Rimaneva una sola possibile soluzione, che molti di noi invocavano da anni, ovvero il trasferimento alle aree più colpite di risorse reperite attraverso l’emissione di Eurobond.

È questa la vera novità: per la prima volta si ammette la possibilità che l’Unione europea si indebiti per finanziare programmi comuni di sviluppo e solidarietà. Rimane certamente forte l’approccio intergovernativo e il programma è esplicitamente richiamato come limitato nell’importo, nella durata e nello scopo.

Si tratta tuttavia di un precedente da cui sarà difficile tornare indietro, che apre la strada ad un’Europa capace di investire risorse proprie e non semplicemente di imporre forme ideologiche di disciplina di bilancio. Una svolta di grandi proporzioni che solo fino a qualche tempo fa non avremmo nemmeno potuto immaginare.

Né ci si deve fare ingannare da presunte condizionalità o freni a mano, che appaiono più una concessione formale alla rigidità negoziale olandese che un tema reale. La Commissione si limita infatti a dare una valutazione, che parte dalle raccomandazioni, dal rafforzamento della crescita e dell’occupazione, per concludersi con politiche verdi e di sviluppo digitale. Poi la palla passa al Consiglio per l’approvazione.

I piani nazionali potranno essere bloccati da una minoranza di paesi che rappresentino almeno il 35% della popolazione europea. Nella sostanza solo l’asse franco-tedesco ha un potere di veto, che in questa fase appare più teorico che reale.

Il passaggio successivo per cui battersi è ora l’attribuzione della potestà su questi fondi al Parlamento europeo, che anche in questo passaggio si è dimostrato più avanzato della dinamica inter-governativa.

L’Italia ottiene un importante risultato in termini di risorse disponibili, con oltre 81 miliardi a fondo perduto e 127 di prestiti agevolati.

Si tratta di un risultato frutto del lavoro che il governo e il presidente Conte hanno costruito in Europa fin dall’inizio di questa emergenza, quando ancora non tutti avevano compreso la dimensione della crisi.

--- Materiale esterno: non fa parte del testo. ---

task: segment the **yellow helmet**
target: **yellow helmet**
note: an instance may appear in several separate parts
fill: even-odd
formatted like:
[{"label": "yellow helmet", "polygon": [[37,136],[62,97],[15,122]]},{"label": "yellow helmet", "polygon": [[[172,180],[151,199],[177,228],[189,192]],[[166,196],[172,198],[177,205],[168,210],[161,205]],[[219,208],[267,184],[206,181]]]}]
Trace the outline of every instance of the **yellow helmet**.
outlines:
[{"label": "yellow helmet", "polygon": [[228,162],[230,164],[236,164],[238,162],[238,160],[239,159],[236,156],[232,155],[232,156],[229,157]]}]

Il problema sono i tempi di erogazione: fino ad aprile 2021 si dovrà fare fronte alle esigenze di liquidità con risorse proprie, e questo obbliga di fatto ad affrontare la scelta fra ricorso al Mes o a emissioni straordinarie di Btp.

Si tratta di una questione complessa, che andrà affrontata non in solitaria ma insieme ai nostri partner dell’Europa meridionale, a partire da Spagna e Portogallo, anche per evitare i rischi legati a un aumento del costo del finanziamento del debito o alle potenziali conseguenze in termini di programmi di sorveglianza.

Il tema principale per la sinistra oggi è tuttavia come fare la propria parte perché il piano di recupero e resilienza parli la lingua della conversione ecologica, dei diritti del lavoro, del welfare e dei beni comuni, dell’investimento sulla scuola, sull’università e sulla ricerca pubblica anziché quella dei desiderata di una Confindustria che punta a prendere tutto liberandosi da ogni vincolo.

I soldi non servono a nulla, se finiscono nelle tasche sbagliate.

Nelle settimane e mesi che ci aspettano l’Italia ha l’occasione di ridisegnare il proprio futuro e può farlo nel segno della giustizia sociale e ambientale.

È su questa sfida che occorre impegnare tutte le energie disponibili, con l’obiettivo di qualificare l’azione del governo. Per questo la discussione sulla costruzione di una rete ecologista e di sinistra arriva al momento giusto.

Può essere decisiva per innescare un processo di cucitura e di attivazione di esperienze, culture politiche e punti di vista che già oggi segnalano nel Paese una significativa potenzialità, ma prive di uno spazio di confronto nel quale condividere ciò che c’è e costruire ciò che manca.